Healthy recipes for vegetarian barbecue cooking can really separate the men from the boys. I’ve been to many a barbecue when the options for vegetarian guests quite simply looked like afterthoughts. Well here’s how to cook for your vegetarian guests with confidence.
This recipe requires some hours for marinating so give yourself some time but the bonus is that once the marinade is prepared it also doubles up as the sauce.
Halloumi is a hard cheese traditionally made in Cyprus and is ideal for the barbecue grill because of higher-than-normal melting point compared to other cheeses.

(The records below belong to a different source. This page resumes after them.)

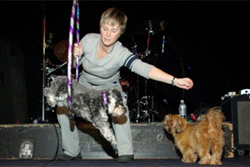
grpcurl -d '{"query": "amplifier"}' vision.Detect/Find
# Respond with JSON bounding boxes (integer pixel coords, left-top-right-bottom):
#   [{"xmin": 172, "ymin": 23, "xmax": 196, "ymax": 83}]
[{"xmin": 222, "ymin": 94, "xmax": 250, "ymax": 155}]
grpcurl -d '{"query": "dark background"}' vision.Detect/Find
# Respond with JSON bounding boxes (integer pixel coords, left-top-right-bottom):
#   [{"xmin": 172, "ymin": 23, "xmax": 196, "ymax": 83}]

The resistance to melting comes from the fresh curd used in the manufacturing process being heated before being shaped and placed in the brine. Note how when eating it, it makes your teeth squeek!
Ingredients:-
750g / 11/2lb Halloumi cut into 1 cm thick strips
6 tablespoons extra virgin olive oil
1 ½ tablespoons balsamic vinegar
4 plum tomatoes skinned seeded and diced
1 red onion finely chopped
2 tablespoons lemon juice
1 tablespoon chopped fresh basil
salt and freshly ground black pepper
Black olives (optional)
Method:-
Mix up all the ingredients and marinate the cheese for 4 hours. Place the cheese slices into a barbecue rack and place on barbecue grill with hot coals and brush on the marinade a few times.
TIP - Hot coals will help the surface of the cheese go brown and crisp and a
barbecue rack
gives a little extra spread of surface should your halloumi soften too quickly.
When the halloumi takes on a light suntan, remove from the grill, place in a serving bowl, dress with the black olives and pour over the remainder of the marinade.
Served as part of a salad or in a pitta, you can’t go wrong.